Working with the Special Collections: a Trainee’s experience

By Georgie Moore, Library Graduate Trainee

As the Library Graduate Trainee for 2021-22, I have one year to gain experience and develop my skills across a range of library activities. As well as the busy side of Reader Services, I am fortunate enough to be involved in the College’s Special Collections. Here are four of the tasks I’ve been working on during my first months at St John’s, and how they contribute to the preservation of our collection.

1. “Book first aid

Like many colleges, St John’s works with the expert team at the Oxford Conservation Consortium to preserve and repair damaged items. However, in-house we perform our own “book first aid” to minimize further damage and make sure we don’t separate any books from their spines or cover boards. These before and after photos illustrate the protection “book first aid” offers.

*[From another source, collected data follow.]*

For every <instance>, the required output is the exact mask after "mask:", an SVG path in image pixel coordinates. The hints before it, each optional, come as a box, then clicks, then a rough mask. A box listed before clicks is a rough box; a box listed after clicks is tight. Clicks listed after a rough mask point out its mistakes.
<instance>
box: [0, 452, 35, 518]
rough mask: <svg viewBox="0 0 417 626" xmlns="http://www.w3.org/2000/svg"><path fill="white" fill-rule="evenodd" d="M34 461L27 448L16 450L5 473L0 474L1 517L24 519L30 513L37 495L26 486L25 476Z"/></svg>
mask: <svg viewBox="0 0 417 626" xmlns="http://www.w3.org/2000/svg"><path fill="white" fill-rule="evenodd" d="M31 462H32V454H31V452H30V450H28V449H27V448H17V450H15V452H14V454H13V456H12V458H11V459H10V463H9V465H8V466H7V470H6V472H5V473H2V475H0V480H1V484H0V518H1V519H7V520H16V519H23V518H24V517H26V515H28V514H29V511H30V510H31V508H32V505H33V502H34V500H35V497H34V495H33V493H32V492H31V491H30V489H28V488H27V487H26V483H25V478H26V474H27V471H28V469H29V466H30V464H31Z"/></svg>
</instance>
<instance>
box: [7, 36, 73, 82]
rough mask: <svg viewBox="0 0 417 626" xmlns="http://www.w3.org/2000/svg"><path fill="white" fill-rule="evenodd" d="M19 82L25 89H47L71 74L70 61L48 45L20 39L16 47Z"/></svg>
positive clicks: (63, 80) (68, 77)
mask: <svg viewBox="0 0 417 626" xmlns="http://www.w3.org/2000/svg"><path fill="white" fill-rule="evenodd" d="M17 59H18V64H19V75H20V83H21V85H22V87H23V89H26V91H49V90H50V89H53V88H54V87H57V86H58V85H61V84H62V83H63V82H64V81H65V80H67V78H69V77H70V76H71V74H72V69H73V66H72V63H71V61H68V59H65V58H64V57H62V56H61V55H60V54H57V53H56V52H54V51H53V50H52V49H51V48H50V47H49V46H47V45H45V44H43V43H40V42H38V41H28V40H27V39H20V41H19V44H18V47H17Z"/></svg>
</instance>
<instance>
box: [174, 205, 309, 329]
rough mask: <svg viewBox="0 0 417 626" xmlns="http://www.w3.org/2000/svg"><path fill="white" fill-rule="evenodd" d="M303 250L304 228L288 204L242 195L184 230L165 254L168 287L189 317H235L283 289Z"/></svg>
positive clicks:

I found that the front board of this bound volume had detached, so it was an ideal candidate for some cotton tape. Overall, the aim is to tie tightly enough to minimize slipping, but not too tightly as to cut into the boards. It’s important to tie the knots on the fore-edge side (by the page block) to avoid them pressing into the spine. Another consideration is choosing a cotton tape of a similar shade to achieve a discreet look. Previously, we only stocked cream tape, so one of my tasks over the students’ Christmas vacation will be to replace the earlier individual cream tapes with pairs of tonal tapes.

2. Invigilating readers

Invigilating readers is about far more than making sure they don’t run away with the items! From the perspective of collection care, one of the key duties when hosting a researcher is ensuring the book or manuscript is well-supported. As they move through the volume, we recommend adjustments to the foam rests to compensate for the shifting pressures on the binding. In advance of their arrival, this means getting familiar with how the item they will be studying responds as the pages are turned, so we can give the appropriate guidance to the reader, and support to the book or manuscript.

The foam rest arrangement for one of our 15th century Caxton volumes

3. Finding aids

Since the renovations started on the Old and Laudian Libraries, the historic collections have been moved into storage in our new building. One of my ongoing projects was creating a shelf guide for one of the basement stores to act as a finding aid. Now the guide is complete, the next challenge will be working through the list of volumes with detached spines and boards, using the guide to locate them, and then deploying my aforementioned “book first aid” skills.

One of the twelve bays in the store I compiled a finding aid for

4. Twitter

In case you hadn’t heard, we have a Twitter account dedicated to our Special Collections, and you can find us @StJohnsOxLib. Whenever I’m down in the stores, I keep my eyes peeled for Tweetable content. Usually, I hunt for intriguing bookplates, marginalia, or images which will make eye-catching photos, and then write up a brief explanation. Although this may not contribute directly to the care of the items, Twitter helps our Collections reach a wider audience, and potentially inspire further research.

I can’t claim credit for my favourite post of the last month, but here is Senior Library Assistant Dom’s tweet: ‘The Great Eater of Kent’ who ‘ate a Ducke, guts, feathers and all’.

I have only just started to get to know the huge diversity of the St John’s collection, but I am optimistic that as I continue to develop my Special Collections skills I will find my own favourites amongst the thousands of volumes.